Triggers: Designing .proto files, implementing gRPC services (unary, streaming), choosing communication patterns, handling errors with gRPC status codes, ensuring backward compatibility, adding interceptors.
Tools: Bash(protoc:*) Bash(grpcurl:*) Read Write
References: proto-conventions.md
Key capabilities:
- Proto3 schema design with proper packaging, enums (UNSPECIFIED zero value), and timestamps
- Four gRPC service patterns: unary, server streaming, client streaming, bidirectional
- Dedicated Request/Response wrapper messages per RPC
- Error handling with gRPC status codes (INVALID_ARGUMENT, NOT_FOUND, UNAVAILABLE, etc.)
- Rich error details using google.rpc.Status with BadRequest/ErrorInfo
- Backward compatibility rules and reserved field management
- Interceptor chains for auth, logging, metrics, and validation
- Tooling guidance: buf for linting/breaking change detection, grpcurl for invocation
Example usage
A price field needs to change from int32 to int64 but clients already use it. The agent adds a new price_cents (int64) field with a new number, deprecates the old field, populates both during migration, and runs buf breaking to confirm no violations.
webhook-integration
Webhook design and consumption including signature verification, idempotency, retry handling, and security. Use when implementing webhooks, designing event notification systems, or debugging webhook deliveries.
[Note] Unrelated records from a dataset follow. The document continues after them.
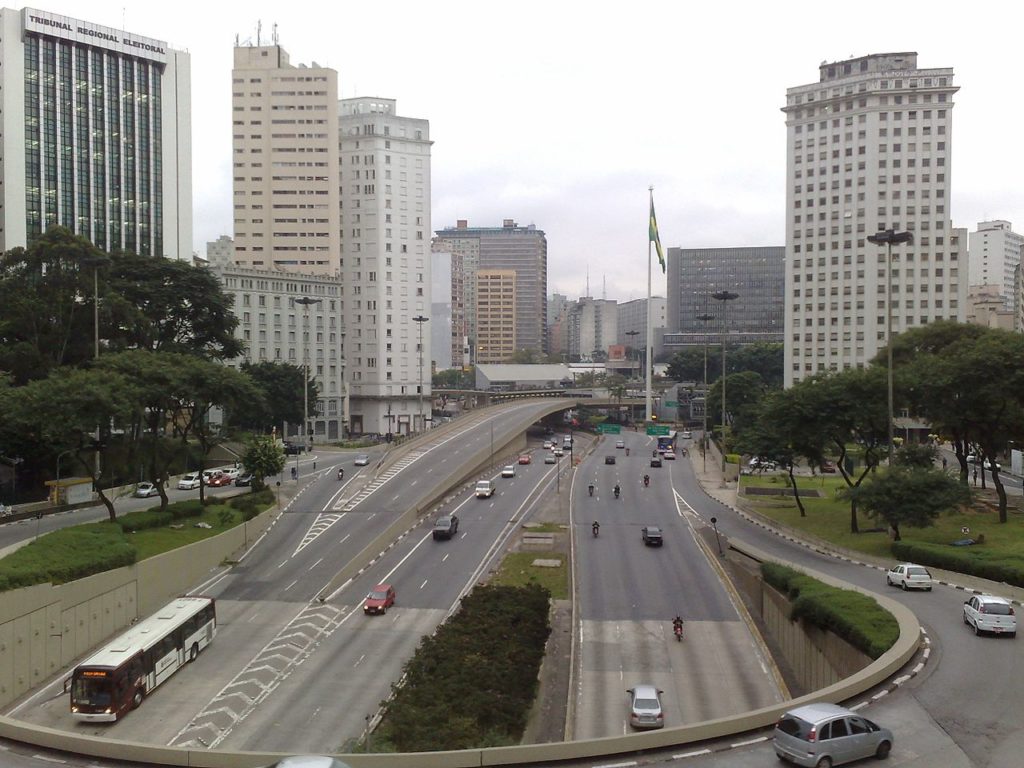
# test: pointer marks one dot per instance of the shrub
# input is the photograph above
(851, 615)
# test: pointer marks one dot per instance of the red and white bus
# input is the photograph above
(120, 675)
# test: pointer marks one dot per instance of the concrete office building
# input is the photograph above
(757, 274)
(496, 315)
(95, 132)
(274, 329)
(385, 264)
(993, 253)
(868, 148)
(285, 162)
(521, 249)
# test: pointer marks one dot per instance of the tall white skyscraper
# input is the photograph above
(94, 135)
(994, 253)
(867, 150)
(385, 264)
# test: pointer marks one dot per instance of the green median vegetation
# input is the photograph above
(81, 551)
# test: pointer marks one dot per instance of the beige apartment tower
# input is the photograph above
(285, 163)
(868, 148)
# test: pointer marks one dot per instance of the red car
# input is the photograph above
(379, 600)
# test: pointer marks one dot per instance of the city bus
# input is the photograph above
(119, 676)
(667, 442)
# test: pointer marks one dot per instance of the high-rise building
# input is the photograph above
(285, 162)
(95, 132)
(993, 253)
(867, 150)
(385, 263)
(522, 249)
(496, 315)
(756, 274)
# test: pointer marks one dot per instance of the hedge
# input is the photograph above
(851, 615)
(970, 560)
(473, 682)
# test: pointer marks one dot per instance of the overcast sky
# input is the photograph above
(561, 114)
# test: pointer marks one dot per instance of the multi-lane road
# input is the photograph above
(290, 672)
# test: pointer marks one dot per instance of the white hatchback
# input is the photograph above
(990, 613)
(909, 577)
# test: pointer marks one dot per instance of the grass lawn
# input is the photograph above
(828, 518)
(517, 570)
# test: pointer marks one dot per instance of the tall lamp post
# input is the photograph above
(888, 238)
(419, 321)
(705, 318)
(725, 297)
(305, 301)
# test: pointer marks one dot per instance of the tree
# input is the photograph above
(46, 292)
(909, 496)
(280, 398)
(263, 458)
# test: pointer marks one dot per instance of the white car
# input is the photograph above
(990, 613)
(909, 577)
(145, 489)
(188, 482)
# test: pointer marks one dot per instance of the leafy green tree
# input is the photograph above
(61, 413)
(280, 398)
(46, 292)
(263, 458)
(909, 496)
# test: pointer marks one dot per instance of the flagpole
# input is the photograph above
(647, 357)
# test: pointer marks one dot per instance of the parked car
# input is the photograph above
(445, 526)
(990, 613)
(651, 536)
(909, 577)
(380, 599)
(825, 734)
(645, 707)
(188, 481)
(145, 489)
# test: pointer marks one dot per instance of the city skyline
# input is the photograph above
(709, 143)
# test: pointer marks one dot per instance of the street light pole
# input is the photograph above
(889, 237)
(419, 321)
(705, 318)
(305, 301)
(725, 297)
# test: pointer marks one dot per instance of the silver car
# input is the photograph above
(821, 735)
(645, 707)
Triggers: Designing a webhook system for event notifications, implementing a webhook consumer, adding HMAC-SHA256 signature verification, debugging failed deliveries or duplicate processing, setting up dead letter queues.
Tools: Bash(curl:*) Read Write
References: None
Key capabilities:
- Payload design with unique event IDs, dotted type names, and stable envelope format
- HMAC-SHA256 signature verification with constant-time comparison and replay prevention
- Idempotency via event ID deduplication with TTL-bounded storage
- Retry handling with exponential backoff (sender) and async processing (consumer)
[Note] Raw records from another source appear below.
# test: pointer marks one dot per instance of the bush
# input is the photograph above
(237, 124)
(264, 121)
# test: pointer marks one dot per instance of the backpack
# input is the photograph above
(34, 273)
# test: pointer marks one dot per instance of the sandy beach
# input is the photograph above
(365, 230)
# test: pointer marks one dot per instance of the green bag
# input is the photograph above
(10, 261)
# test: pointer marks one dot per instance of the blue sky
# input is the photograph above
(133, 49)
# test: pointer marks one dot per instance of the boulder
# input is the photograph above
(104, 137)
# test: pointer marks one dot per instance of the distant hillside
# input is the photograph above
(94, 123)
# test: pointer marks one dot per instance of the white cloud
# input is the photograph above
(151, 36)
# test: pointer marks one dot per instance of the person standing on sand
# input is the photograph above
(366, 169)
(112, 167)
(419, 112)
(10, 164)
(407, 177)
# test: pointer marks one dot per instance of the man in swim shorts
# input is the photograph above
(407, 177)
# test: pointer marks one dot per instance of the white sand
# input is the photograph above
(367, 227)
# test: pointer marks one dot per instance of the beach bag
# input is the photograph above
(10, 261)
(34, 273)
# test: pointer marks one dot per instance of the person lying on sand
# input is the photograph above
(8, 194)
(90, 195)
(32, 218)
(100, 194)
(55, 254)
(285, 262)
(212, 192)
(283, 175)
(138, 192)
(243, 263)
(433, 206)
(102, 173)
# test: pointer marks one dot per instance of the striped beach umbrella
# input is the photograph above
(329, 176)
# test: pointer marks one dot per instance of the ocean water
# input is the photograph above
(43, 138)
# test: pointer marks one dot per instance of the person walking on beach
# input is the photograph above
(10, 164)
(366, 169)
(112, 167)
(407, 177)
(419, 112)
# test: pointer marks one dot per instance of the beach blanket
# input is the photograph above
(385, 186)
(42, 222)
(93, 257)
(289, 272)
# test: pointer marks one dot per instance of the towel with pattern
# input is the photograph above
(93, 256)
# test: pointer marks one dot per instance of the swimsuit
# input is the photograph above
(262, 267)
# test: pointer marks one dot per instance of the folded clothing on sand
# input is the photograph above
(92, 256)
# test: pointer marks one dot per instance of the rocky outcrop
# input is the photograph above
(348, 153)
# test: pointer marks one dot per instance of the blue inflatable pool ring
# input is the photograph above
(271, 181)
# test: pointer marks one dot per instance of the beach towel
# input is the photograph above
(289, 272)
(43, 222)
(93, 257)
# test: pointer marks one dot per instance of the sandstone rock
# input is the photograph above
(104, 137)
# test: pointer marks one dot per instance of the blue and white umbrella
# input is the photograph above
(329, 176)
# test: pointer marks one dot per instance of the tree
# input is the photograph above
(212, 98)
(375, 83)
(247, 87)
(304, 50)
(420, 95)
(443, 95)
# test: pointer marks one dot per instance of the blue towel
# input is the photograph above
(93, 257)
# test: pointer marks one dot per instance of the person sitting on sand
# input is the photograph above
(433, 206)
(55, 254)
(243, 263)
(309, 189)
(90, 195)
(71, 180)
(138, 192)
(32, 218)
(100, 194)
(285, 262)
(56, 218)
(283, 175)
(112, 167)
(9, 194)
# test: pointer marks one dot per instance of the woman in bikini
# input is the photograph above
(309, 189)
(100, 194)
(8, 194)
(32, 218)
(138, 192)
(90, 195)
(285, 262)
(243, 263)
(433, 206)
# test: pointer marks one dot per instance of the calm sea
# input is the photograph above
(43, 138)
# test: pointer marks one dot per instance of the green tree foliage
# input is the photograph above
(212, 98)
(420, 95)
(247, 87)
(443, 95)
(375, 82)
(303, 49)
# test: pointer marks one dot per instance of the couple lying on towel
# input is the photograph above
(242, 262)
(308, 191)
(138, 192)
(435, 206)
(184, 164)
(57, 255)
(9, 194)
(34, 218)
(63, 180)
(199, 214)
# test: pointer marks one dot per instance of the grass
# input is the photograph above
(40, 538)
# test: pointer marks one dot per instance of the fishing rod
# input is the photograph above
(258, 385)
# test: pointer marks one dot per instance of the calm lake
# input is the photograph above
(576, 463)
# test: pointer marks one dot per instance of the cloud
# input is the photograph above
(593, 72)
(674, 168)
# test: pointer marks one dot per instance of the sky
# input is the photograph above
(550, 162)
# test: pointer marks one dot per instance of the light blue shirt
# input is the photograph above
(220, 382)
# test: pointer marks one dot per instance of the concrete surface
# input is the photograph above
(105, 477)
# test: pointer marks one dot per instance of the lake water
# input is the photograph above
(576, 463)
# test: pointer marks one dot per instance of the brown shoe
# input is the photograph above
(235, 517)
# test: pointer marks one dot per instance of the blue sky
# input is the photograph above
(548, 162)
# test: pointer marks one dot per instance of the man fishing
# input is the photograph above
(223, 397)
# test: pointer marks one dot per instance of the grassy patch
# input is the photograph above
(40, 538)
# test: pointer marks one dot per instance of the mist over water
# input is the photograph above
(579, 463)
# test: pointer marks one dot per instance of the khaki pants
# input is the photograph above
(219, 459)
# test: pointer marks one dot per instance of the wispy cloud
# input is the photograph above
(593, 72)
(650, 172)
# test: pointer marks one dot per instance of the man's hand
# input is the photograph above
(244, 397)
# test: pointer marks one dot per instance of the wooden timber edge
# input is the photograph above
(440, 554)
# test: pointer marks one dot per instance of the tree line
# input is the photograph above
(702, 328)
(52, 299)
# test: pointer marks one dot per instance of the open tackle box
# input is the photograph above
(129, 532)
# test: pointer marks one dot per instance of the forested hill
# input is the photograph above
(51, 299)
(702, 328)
- Dead letter queues for exhausted retries with replay tooling
- Out-of-order event handling with version/sequence numbers
- Local testing with ngrok/cloudflared and payload inspection tools
- Security hardening: TLS-only, IP allowlisting, payload size limits, vault-stored secrets
Example usage
A webhook consumer processes some events twice and misses others. The agent finds missing idempotency checks (retries reprocessed) and synchronous heavy processing causing sender timeouts. Adds event ID dedup with a DB unique constraint, moves processing to a background queue, and returns 202 immediately. Success rate rises from 74% to 99.8%.